そうつぶやくと、侯爵はカトレアの頬をゆっくり撫でながら言った。


「そんなことはない。カトレア、お前は素晴らしい、私の自慢の娘だよ。・・・その才覚をそのままにしておくのは正直惜しいと思っている。だが、無理強いは決してしない。お前が思うようになさい。」

「はい、お父様。」



もちろん父の役に立ちたいと思っている。

女の身であるから、仕事の手伝いが出来ないことを悔しく思ったりもした。

だから、亡くなった母の変わりに“女主人”として、家を守ってきたのだ。

だが、女の身であるからこそなれる“王妃”。


はっきり言って、面倒なので嫌だ。


父の所為にするのは違うだろうが、今までそんなことほのめかしたこともない。

お前は婿を迎えて、この家を守るのだよ。なんて言ってたのに・・・。



「面倒な事になったわ。」

「何がですか、お嬢様?」


イポメがカトレアお気に入りの紅茶を入れながら尋ねる。

侍女であるイポメは、カトレアが小さい頃から仕えてる、少し年の離れたお姉さんのような存在だ。

だから、彼女には大概なんでも話した。


「私の名が妃候補に挙がっているらしいの。」

「まぁ。それはそれは・・・。」


イポメはちらりとカトレアの顔を見て苦笑した。

世間では名誉あることと誇ってよいのに、我が主はしかめっ面である。

相当嫌そうだ。


「でも一応ってことらしいわ。」

「なんですか、一応というのは?」

「お父様はお断りなさったらしいのだけど、側近の方々がそれを許さなかったのですって。」

「ふふ、随分期待されていますね。」


それを聞いて、紅茶を飲んで少しは表情が和らいでいたはずの顔が、また逆戻りになる。


「期待されても困るわ。

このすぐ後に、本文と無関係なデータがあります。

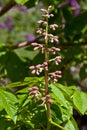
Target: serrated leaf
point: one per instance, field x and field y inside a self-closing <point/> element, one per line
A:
<point x="80" y="101"/>
<point x="21" y="1"/>
<point x="9" y="103"/>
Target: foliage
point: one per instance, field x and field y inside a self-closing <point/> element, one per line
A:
<point x="17" y="109"/>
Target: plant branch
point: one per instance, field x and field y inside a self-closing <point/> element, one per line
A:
<point x="26" y="43"/>
<point x="60" y="127"/>
<point x="46" y="77"/>
<point x="7" y="7"/>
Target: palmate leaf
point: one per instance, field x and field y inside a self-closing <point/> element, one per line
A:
<point x="80" y="101"/>
<point x="9" y="103"/>
<point x="21" y="1"/>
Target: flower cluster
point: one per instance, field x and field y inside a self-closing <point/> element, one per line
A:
<point x="34" y="92"/>
<point x="46" y="98"/>
<point x="47" y="49"/>
<point x="38" y="68"/>
<point x="54" y="76"/>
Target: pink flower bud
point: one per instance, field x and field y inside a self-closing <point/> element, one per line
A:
<point x="51" y="15"/>
<point x="39" y="22"/>
<point x="38" y="66"/>
<point x="44" y="23"/>
<point x="43" y="10"/>
<point x="33" y="71"/>
<point x="50" y="101"/>
<point x="35" y="88"/>
<point x="30" y="89"/>
<point x="48" y="96"/>
<point x="34" y="44"/>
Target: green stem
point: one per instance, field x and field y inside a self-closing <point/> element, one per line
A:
<point x="46" y="78"/>
<point x="60" y="127"/>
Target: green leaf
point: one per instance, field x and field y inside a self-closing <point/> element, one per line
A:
<point x="71" y="125"/>
<point x="21" y="1"/>
<point x="9" y="103"/>
<point x="80" y="101"/>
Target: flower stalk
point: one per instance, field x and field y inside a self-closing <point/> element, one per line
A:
<point x="37" y="69"/>
<point x="46" y="76"/>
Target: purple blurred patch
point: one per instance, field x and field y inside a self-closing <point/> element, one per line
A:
<point x="75" y="5"/>
<point x="3" y="25"/>
<point x="29" y="37"/>
<point x="22" y="8"/>
<point x="60" y="5"/>
<point x="9" y="23"/>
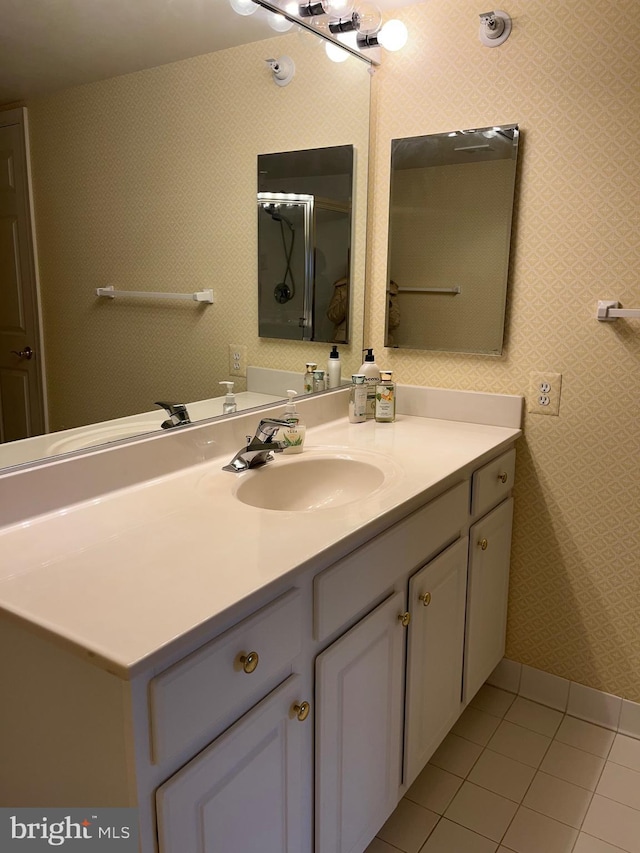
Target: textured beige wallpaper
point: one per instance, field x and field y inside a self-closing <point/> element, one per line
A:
<point x="147" y="182"/>
<point x="569" y="77"/>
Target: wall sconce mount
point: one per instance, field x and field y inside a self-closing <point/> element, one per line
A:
<point x="495" y="28"/>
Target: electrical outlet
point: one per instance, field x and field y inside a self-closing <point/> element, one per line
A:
<point x="237" y="360"/>
<point x="544" y="393"/>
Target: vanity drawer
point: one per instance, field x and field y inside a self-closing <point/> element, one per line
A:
<point x="492" y="482"/>
<point x="347" y="588"/>
<point x="193" y="699"/>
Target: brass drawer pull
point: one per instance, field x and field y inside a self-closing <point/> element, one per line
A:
<point x="302" y="711"/>
<point x="249" y="662"/>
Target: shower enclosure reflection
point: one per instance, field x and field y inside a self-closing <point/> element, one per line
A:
<point x="304" y="241"/>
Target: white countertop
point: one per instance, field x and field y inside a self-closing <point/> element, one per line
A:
<point x="124" y="574"/>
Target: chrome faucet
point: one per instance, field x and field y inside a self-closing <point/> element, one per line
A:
<point x="178" y="415"/>
<point x="260" y="448"/>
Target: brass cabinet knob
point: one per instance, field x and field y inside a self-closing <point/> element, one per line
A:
<point x="302" y="711"/>
<point x="249" y="662"/>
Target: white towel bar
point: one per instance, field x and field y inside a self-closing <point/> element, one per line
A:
<point x="609" y="309"/>
<point x="198" y="296"/>
<point x="429" y="290"/>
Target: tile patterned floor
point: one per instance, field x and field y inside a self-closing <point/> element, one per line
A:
<point x="514" y="776"/>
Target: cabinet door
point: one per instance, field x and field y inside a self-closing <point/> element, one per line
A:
<point x="359" y="700"/>
<point x="243" y="793"/>
<point x="487" y="597"/>
<point x="437" y="598"/>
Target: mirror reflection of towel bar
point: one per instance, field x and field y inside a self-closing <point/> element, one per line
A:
<point x="199" y="296"/>
<point x="430" y="290"/>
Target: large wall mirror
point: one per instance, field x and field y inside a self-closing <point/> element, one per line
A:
<point x="451" y="206"/>
<point x="146" y="181"/>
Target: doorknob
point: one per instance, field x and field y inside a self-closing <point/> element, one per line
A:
<point x="27" y="353"/>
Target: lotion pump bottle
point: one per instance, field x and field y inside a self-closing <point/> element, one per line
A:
<point x="372" y="374"/>
<point x="333" y="369"/>
<point x="292" y="435"/>
<point x="229" y="404"/>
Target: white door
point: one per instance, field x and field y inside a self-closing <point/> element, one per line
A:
<point x="243" y="794"/>
<point x="359" y="701"/>
<point x="488" y="594"/>
<point x="21" y="400"/>
<point x="437" y="600"/>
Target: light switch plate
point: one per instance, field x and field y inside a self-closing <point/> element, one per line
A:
<point x="544" y="393"/>
<point x="237" y="360"/>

」


ぐっと紅茶を飲み干し、ため息を吐く。

ふとあることを思い出し、さらに大きくため息を吐く。

ああ、幸せが逃げていく・・・。


「早速宮廷主催の夜会が開催されるそうよ。・・・そういう主旨の夜会に参加しなければならないなんて。想像するだけでおぞましいわ。」

「きっと魔の巣窟ですね。」

「・・・魔の巣窟・・・。」


さらにぞっとするカトレアに、うんうんと頷くイポメ。

ただでさえ人の多い所は苦手なのに、様々な思惑が絡む夜会。

きっと色取り取りな小鳥たち(・・・・・・・・・・)がひしめき合うのだろう。

そして親鳥(・・)も高らかに鳴くに違いない。